Victor brightened at once.
"Of course! I should have thought of that."
"I don't understand. Notes are just that; he could have written anything he wanted."
Camilla shook her head.
"Dr. Victor has been carrying out complex research in a field that's not even his own. Regardless of whether he's guilty or innocent of the grave robberies, he'll have kept detailed records of that research—he has to, in order to accomplish anything, unless he's an unparalleled genius with an eidetic memory or a madman with such a disorganized thinking process that his experiments are pure chaos and he requires supervised care."
"That doesn't mean that he couldn't just give you false, doctored records, like an accountant keeping a second set of books for a criminal organization."

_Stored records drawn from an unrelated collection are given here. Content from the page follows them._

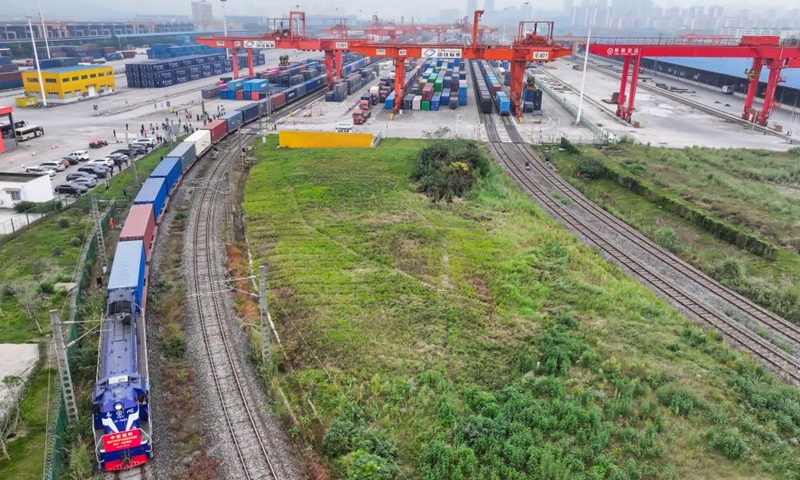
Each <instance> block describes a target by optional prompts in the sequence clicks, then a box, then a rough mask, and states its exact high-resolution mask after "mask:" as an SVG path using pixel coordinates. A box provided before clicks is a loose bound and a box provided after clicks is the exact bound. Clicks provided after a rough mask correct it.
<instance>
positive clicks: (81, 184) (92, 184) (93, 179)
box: [70, 176, 97, 189]
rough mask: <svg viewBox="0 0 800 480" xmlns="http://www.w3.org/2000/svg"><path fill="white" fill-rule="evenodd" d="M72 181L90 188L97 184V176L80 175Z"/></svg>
mask: <svg viewBox="0 0 800 480" xmlns="http://www.w3.org/2000/svg"><path fill="white" fill-rule="evenodd" d="M70 183H74V184H76V185H82V186H84V187H86V188H87V189H88V188H92V187H95V186H97V177H89V176H86V177H78V178H75V179H73V180H72V181H71V182H70Z"/></svg>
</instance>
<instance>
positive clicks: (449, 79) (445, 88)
mask: <svg viewBox="0 0 800 480" xmlns="http://www.w3.org/2000/svg"><path fill="white" fill-rule="evenodd" d="M412 80H413V81H412V83H411V84H410V85H409V88H407V89H406V90H405V92H406V94H405V96H404V97H403V105H402V107H403V109H404V110H423V111H438V110H440V109H442V108H450V109H452V110H455V109H457V108H458V107H460V106H461V107H463V106H465V105H467V72H466V69H465V66H464V65H463V64H462V63H461V59H450V60H444V59H435V60H434V59H428V60H426V61H425V63H424V64H423V65H422V66H421V67H420V69H419V71H418V72H417V75H414V76H413V77H412ZM392 106H393V104H392V105H390V104H389V102H388V101H387V102H386V108H390V107H392Z"/></svg>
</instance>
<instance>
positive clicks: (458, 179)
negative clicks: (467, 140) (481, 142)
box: [412, 140, 490, 202]
mask: <svg viewBox="0 0 800 480" xmlns="http://www.w3.org/2000/svg"><path fill="white" fill-rule="evenodd" d="M489 165H490V163H489V160H488V159H487V158H486V156H485V155H484V154H483V152H481V151H480V150H479V149H478V146H477V144H476V143H475V142H469V141H465V140H440V141H436V142H434V143H431V144H429V145H427V146H426V147H425V148H423V149H422V150H421V151H420V153H419V157H418V158H417V166H416V168H415V169H414V173H413V174H412V178H413V179H414V180H416V181H418V182H419V189H420V191H422V192H425V193H426V194H427V195H428V197H429V198H431V200H433V201H439V200H446V201H448V202H449V201H452V200H453V198H454V197H463V196H464V195H465V194H466V193H467V192H469V190H470V189H471V188H472V186H473V185H474V184H475V182H476V181H477V180H478V178H480V177H485V176H486V175H488V173H489Z"/></svg>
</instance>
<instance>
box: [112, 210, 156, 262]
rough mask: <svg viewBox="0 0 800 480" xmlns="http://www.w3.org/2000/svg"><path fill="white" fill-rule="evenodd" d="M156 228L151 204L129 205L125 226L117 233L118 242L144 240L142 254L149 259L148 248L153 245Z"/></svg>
mask: <svg viewBox="0 0 800 480" xmlns="http://www.w3.org/2000/svg"><path fill="white" fill-rule="evenodd" d="M155 229H156V218H155V215H153V205H151V204H143V205H134V206H132V207H131V211H130V213H128V217H127V218H126V219H125V226H124V227H122V233H120V234H119V241H120V242H127V241H131V240H141V241H142V242H144V255H145V258H147V260H148V261H150V250H151V249H152V247H153V236H154V233H155Z"/></svg>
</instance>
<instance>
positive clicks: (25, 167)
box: [22, 167, 56, 177]
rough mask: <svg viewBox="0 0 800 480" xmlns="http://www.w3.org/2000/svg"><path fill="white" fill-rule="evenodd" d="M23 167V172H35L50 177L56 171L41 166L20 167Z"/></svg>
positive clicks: (40, 174)
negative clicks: (40, 166) (44, 167)
mask: <svg viewBox="0 0 800 480" xmlns="http://www.w3.org/2000/svg"><path fill="white" fill-rule="evenodd" d="M22 168H24V169H25V173H36V174H38V175H50V176H51V177H55V176H56V171H55V170H52V169H49V168H42V167H22Z"/></svg>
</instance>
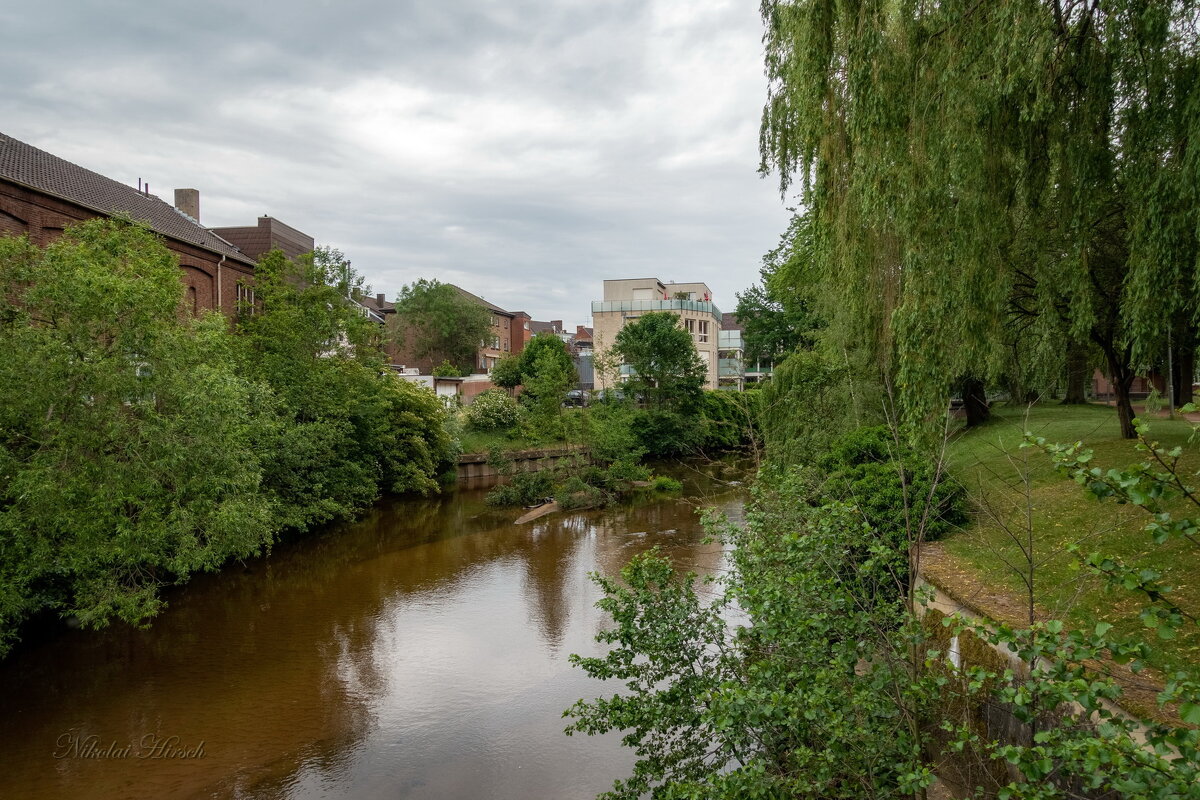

"No, because if he just glossed over everything that made him look guilty or otherwise replaced it with false details, it will show up in a self-evident way. The only way that would be possible would be if he wrote a completely false set of experimental documentation from the ground up, detailing research that didn't happen producing results that led to further nonexistent analysis and experimentation. Not only would the sheer time required to do that be prohibitive, it still might be ineffective if the details included didn't match up with what they ought to have—given that he isn't experimenting in his own field and so doesn't have an expert's underlying understanding of the Blue Blood—or if the endpoint of the falsified research was inconsistent with the equipment he has here in the lab."
"You really could tell that just from experimental records?"
"If you told your swordmaster that you'd been undergoing a three-month training regimen and gave them all the exact details of what you'd supposedly done, could they tell if you'd really done it or not?"
Muveil nodded.
"Yes, of course. It's a matter of expertise, then?"
"My good fortune, then," Victor said, "to have one of the world's leading experts on the interaction between the Blue Blood and human physiology here to audit my work."
"Only if you're innocent," Camilla said. But the truth of the matter was, she did believe him. Proof would come one way or another, but she was inclined to accept his story. Laura Davenant seemed, at least superficially, like a tuberculosis case. If anything, Camilla would have expected Victor to be testing procedures on living subjects even if he were obsessed beyond respect for decency or the law, not wasting his time on the dead.
And if the heirs of Heinrich Frankenstein weren't the grave-robbers in Vaseria despite all the connections of time, place, and family, then where did that leave them?